From: LeoLiu-oc <[email protected]>
Commit a97396c6eb13 ("PCI: pciehp: Ignore Link Down/Up caused by DPC")
amended PCIe hotplug to not bring down the slot upon Data Link Layer State
Changed events caused by Downstream Port Containment.
Commit c3be50f7547c ("PCI: pciehp: Ignore Presence Detect Changed caused by
DPC") sought to ignore Presence Detect Changed events occurring as a side
effect of Downstream Port Containment. These commits await recovery from
DPC and then clears events which occurred in the meantime.

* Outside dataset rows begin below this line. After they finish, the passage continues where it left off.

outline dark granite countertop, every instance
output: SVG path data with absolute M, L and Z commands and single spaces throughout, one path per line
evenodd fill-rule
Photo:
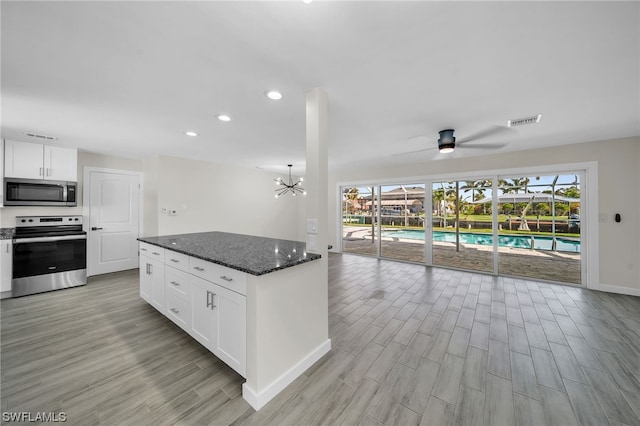
M 0 228 L 0 240 L 10 240 L 16 228 Z
M 143 237 L 138 241 L 251 275 L 264 275 L 321 258 L 319 254 L 307 253 L 302 242 L 228 232 Z

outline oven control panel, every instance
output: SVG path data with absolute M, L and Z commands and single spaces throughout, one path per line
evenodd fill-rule
M 33 226 L 82 225 L 82 216 L 17 216 L 16 228 Z

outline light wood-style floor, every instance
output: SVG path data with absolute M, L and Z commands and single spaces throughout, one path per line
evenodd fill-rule
M 640 298 L 330 255 L 333 349 L 259 412 L 137 271 L 3 300 L 2 412 L 67 424 L 638 425 Z

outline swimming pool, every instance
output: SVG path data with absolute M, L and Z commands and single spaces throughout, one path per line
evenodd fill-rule
M 424 231 L 413 229 L 399 229 L 394 231 L 384 231 L 383 237 L 405 238 L 407 240 L 424 240 Z M 433 231 L 433 241 L 456 242 L 455 232 Z M 479 244 L 483 246 L 493 245 L 493 235 L 476 234 L 470 232 L 460 233 L 462 244 Z M 538 237 L 534 235 L 533 248 L 536 250 L 551 250 L 551 237 Z M 525 235 L 499 235 L 498 246 L 514 248 L 531 248 L 531 236 Z M 573 241 L 556 237 L 556 249 L 571 253 L 580 253 L 580 241 Z

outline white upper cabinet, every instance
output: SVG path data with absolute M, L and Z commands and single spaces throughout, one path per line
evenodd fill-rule
M 72 148 L 5 140 L 4 176 L 21 179 L 78 180 L 78 151 Z
M 45 179 L 78 181 L 78 150 L 44 146 Z

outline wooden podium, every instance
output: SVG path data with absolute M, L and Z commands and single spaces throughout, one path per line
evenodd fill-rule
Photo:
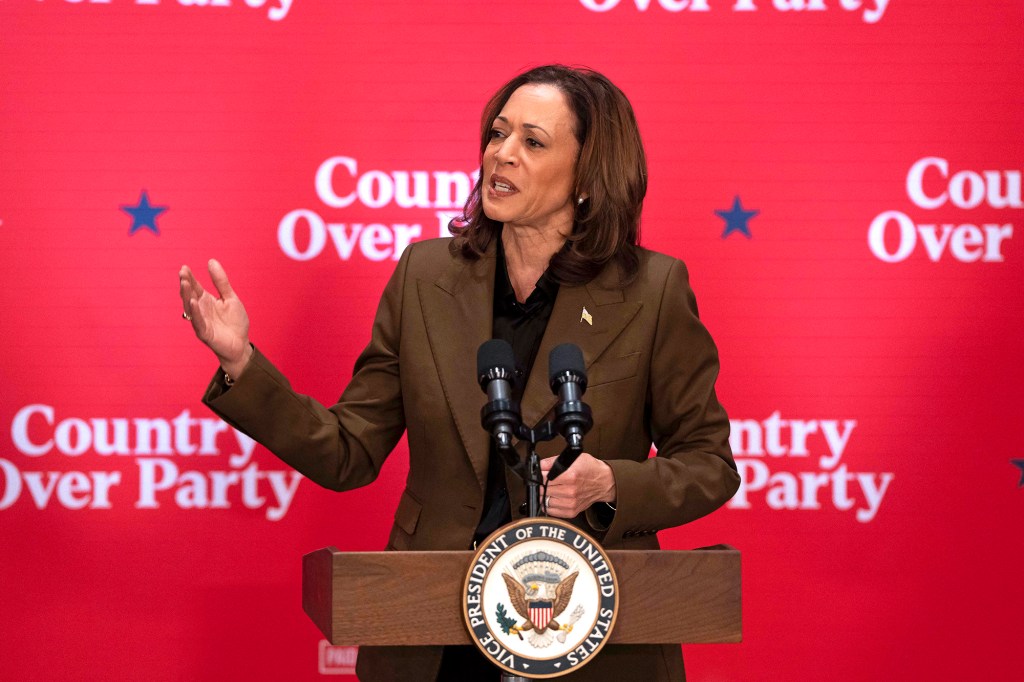
M 740 553 L 607 550 L 618 577 L 611 644 L 739 642 Z M 302 608 L 332 644 L 471 644 L 462 586 L 473 552 L 339 552 L 302 558 Z

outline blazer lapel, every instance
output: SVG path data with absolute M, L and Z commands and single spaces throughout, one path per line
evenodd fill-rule
M 435 281 L 417 283 L 430 352 L 481 489 L 487 485 L 490 434 L 480 426 L 480 408 L 486 398 L 477 390 L 476 352 L 491 338 L 494 327 L 495 255 L 492 244 L 481 259 L 453 260 Z M 618 270 L 609 267 L 589 284 L 559 287 L 523 395 L 525 425 L 535 427 L 557 402 L 548 386 L 552 348 L 575 343 L 589 370 L 636 317 L 642 304 L 625 300 L 617 278 Z
M 437 280 L 418 282 L 430 352 L 481 489 L 487 485 L 490 435 L 480 426 L 486 396 L 478 389 L 476 353 L 494 324 L 494 257 L 492 244 L 479 260 L 453 260 Z
M 527 426 L 535 427 L 558 401 L 548 383 L 551 349 L 562 343 L 575 343 L 583 351 L 583 360 L 589 370 L 636 317 L 641 303 L 626 301 L 617 282 L 618 269 L 608 267 L 589 284 L 559 287 L 551 319 L 523 394 L 523 423 Z

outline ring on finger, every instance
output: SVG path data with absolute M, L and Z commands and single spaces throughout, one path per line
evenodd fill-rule
M 192 316 L 191 316 L 191 315 L 189 315 L 188 313 L 186 313 L 185 311 L 182 311 L 182 313 L 181 313 L 181 317 L 182 317 L 182 319 L 184 319 L 184 320 L 188 320 L 189 322 L 191 322 L 191 321 L 192 321 Z

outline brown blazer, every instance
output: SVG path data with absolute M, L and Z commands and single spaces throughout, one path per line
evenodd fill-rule
M 204 397 L 225 421 L 333 490 L 373 481 L 408 431 L 409 475 L 388 549 L 468 549 L 482 511 L 489 435 L 480 426 L 486 397 L 475 358 L 491 338 L 495 249 L 469 261 L 449 253 L 450 241 L 405 250 L 336 405 L 294 392 L 259 351 L 230 390 L 218 372 Z M 565 342 L 582 349 L 584 400 L 594 415 L 584 446 L 612 468 L 617 511 L 608 528 L 589 513 L 574 522 L 614 549 L 657 548 L 656 531 L 714 511 L 739 486 L 728 417 L 715 397 L 718 353 L 697 319 L 686 267 L 646 250 L 640 261 L 624 289 L 613 267 L 589 284 L 559 288 L 522 401 L 524 423 L 550 418 L 548 353 Z M 648 458 L 652 443 L 657 457 Z M 556 439 L 538 450 L 547 457 L 561 447 Z M 508 484 L 515 520 L 525 491 L 514 474 Z M 679 651 L 608 646 L 566 679 L 682 679 Z M 433 680 L 440 655 L 440 647 L 365 647 L 359 676 Z

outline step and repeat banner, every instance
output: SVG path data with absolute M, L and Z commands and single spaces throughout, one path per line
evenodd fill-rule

However, pciehp_ist() waits up to 4 seconds before assuming that DPC
recovery has failed and disabling the slot. This timeout period is
insufficient for some PCIe devices.
For example, The execution of the ice_pci_err_detected() in the ice network
card driver exceeded the maximum waiting time for DPC recovery, causing the
pciehp_disable_slot() to be executed which is not needed. From the user's
point of view, you will see that the ice network card may not be usable and
could even cause more serious errors, such as a kernel panic. kernel panic
is caused by a race between pciehp_disable_slot() and pcie_do_recovery().
In practice, we would observe that the ice network card is in an
unavailable state and a kernel panic.
Therefore, we need to increase the time that pciehp_ist() waits for the DPC
to recover. For some PCIe devices, the time taken for the error_detected()
to execute may exceed 16 seconds, but the dpc_reset_link() has not yet been
executed. In this situation, the Link Down/Up events and Presence Detect
Changed events that occur during the DPC recovery should also be ignored.
Signed-off-by: LeoLiu-oc <[email protected]>
---
v2:
- Modify and add code comments
- Add handling for error_detected() execution exceeding 16s
v1: https://lore.kernel.org/all/[email protected]/
---
drivers/pci/pcie/dpc.c | 17 +++++++++++++++--
1 file changed, 15 insertions(+), 2 deletions(-)
diff --git a/drivers/pci/pcie/dpc.c b/drivers/pci/pcie/dpc.c
index fc18349614d7..331d0299af6a 100644
--- a/drivers/pci/pcie/dpc.c
+++ b/drivers/pci/pcie/dpc.c
@@ -103,6 +103,7 @@ static bool dpc_completed(struct pci_dev *pdev)
bool pci_dpc_recovered(struct pci_dev *pdev)
{
struct pci_host_bridge *host;
+ u16 status;
if (!pdev->dpc_cap)
return false;
@@ -118,10 +119,22 @@ bool pci_dpc_recovered(struct pci_dev *pdev)
/*
* Need a timeout in case DPC never completes due to failure of
* dpc_wait_rp_inactive(). The spec doesn't mandate a time limit,
- * but reports indicate that DPC completes within 4 seconds.
+ * but reports indicate that DPC completes within 16 seconds.
*/
wait_event_timeout(dpc_completed_waitqueue, dpc_completed(pdev),
- msecs_to_jiffies(4000));
+ msecs_to_jiffies(16000));
+
+ /*
+ * In some cases, the execution time of report_error_detected()
+ * exceeded 16 seconds, and dpc_reset_link() was still waiting to
+ * be executed. This situation should be treated as successful dpc
+ * recovery.
+ */
+ pci_read_config_word(pdev, pdev->dpc_cap + PCI_EXP_DPC_STATUS, &status);
+ if ((!PCI_POSSIBLE_ERROR(status)) && (status &
PCI_EXP_DPC_STATUS_TRIGGER)) {
+ pci_warn(pdev, "DPC: error_detected() callback timed out\n");
+ return true;
+ }
return test_and_clear_bit(PCI_DPC_RECOVERED, &pdev->priv_flags);
}
--
2.43.0